In a hot housing market, sometimes it’s better to build your own home than competing for one house with other desperate buyers. In fact, buying land is extremely exciting. Building an environment for the family to spend the future together and customizing it according to your lifestyle is much better than living in a home that somebody else wants.

Choosing the best piece of land is likely the most critical decision you’ll ever make, as it affects the entire construction process. It’s better to do proper research, begin with a strong foundation, get everything right than making major mistakes leading to delays, compromises, damage, and skyrocketing expenses. Those who are keen to achieve their construction goals turn to 3-D laser scanning services and generate successful surveying of their chosen property.

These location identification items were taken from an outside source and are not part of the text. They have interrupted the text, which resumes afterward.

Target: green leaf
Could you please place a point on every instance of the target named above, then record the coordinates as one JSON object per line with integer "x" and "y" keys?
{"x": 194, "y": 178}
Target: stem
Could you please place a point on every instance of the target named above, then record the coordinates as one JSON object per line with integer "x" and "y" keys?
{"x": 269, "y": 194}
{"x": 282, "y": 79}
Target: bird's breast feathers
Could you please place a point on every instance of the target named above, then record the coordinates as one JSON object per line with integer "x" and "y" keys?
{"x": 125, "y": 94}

Like any real estate purchase, buying an empty lot is a complex decision. There are plenty of considerations involved for easements, environmental conditions, and zoning restrictions before building a solid property. To help you get started, here are ways to choose the right vacant lot for your future home.

Location

The most critical factor to consider when buying any piece of land is the location. When it comes to real estate, location outshines everything else, making it a top priority in land purchasing.

Once you figure out the city, town, or county you prefer to live in, consider whether you want to stay in a populated urban area or a rural lifestyle. Some might prefer a secluded location for privacy or a sprawling urban center for accessibility.

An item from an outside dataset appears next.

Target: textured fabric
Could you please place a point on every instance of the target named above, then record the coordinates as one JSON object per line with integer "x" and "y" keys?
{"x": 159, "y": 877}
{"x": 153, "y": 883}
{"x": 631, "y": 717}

If you plan to make an investment out of your home, make sure the land has a resale value. You can take a tour of your desired neighborhood or research online. Depending on your lifestyle, you have to consider the location of the land and its proximity to nearby amenities, such as parks, groceries, malls, public transit, and other basic services.

You may also factor in the travel hours to reach your job and your children’s school. Basically, it’s like shopping for a piece of land and a suitable community at the same time.

Permits

Here’s a hard fact about real estate life: Everything you’ll build will always require a permit. Building permits serve as written authorizations issued by the local government to construct a project. This works for remodeling and construction projects to ensure their compliance with construction, zoning, and building codes, including the safety of the construction site.

Before the construction, you have to handle the government zoning and file all the required permits for the building. While they bring plenty of hassle, permits offer a lot of advantages. For starters, they protect you against the nasty behaviors of your neighbors and ensure a strong foundation that won’t collapse at any moment.

Also, the entire construction process is loaded with permit requirements, from the plumbing system, fireproofing, sewage maintenance, and electrical work. Although it’s common among homeowners to finish a construction project without applying for specific permits, it’s dangerous to skip the official permit process. This can lead to expensive damage, safety risks, additional remodeling, and difficulty in selling the property.

Surveying

If a piece of land has been vacant for many years, there are chances that neighbors have trespassed the property lines, whether intentional or not. Any land might also involve deceptive or subtle issues, so you need to be aware of exactly what you’re getting into. Thus, it’s better to conduct a complete survey, soil, and geology report when buying land.

There are different kinds of surveys: control surveys, topographical surveys, environmental surveys, and property/boundary surveys. These surveys provide in-depth analysis that affects the decision on whether to purchase land, such as the property dimensions, soil percolates, environmental hazards, potential flooding, zoning, deed restrictions, easements, and other notable features.

Even if there’s an existing survey, it may be outdated. It’s best to get a newer survey to precisely define the property line, which can be helpful in legal matters. It can also determine the exact elevation determinations and the dimensions of the house.

The total cost of a land survey depends on certain factors: the size, location, and the type of property. Some also consider the type of survey, the number of hours it will take to finish the survey, and the labor cost of the surveyor for the research.

Buying a vacant lot could be the best move for you to make that dream home a reality. Not only does it offer greater customization, but it’s also a safe investment and opens opportunities to create the best and highest use. So, take note of our suggestions above, and you’ll surely find the right land that meets all your needs.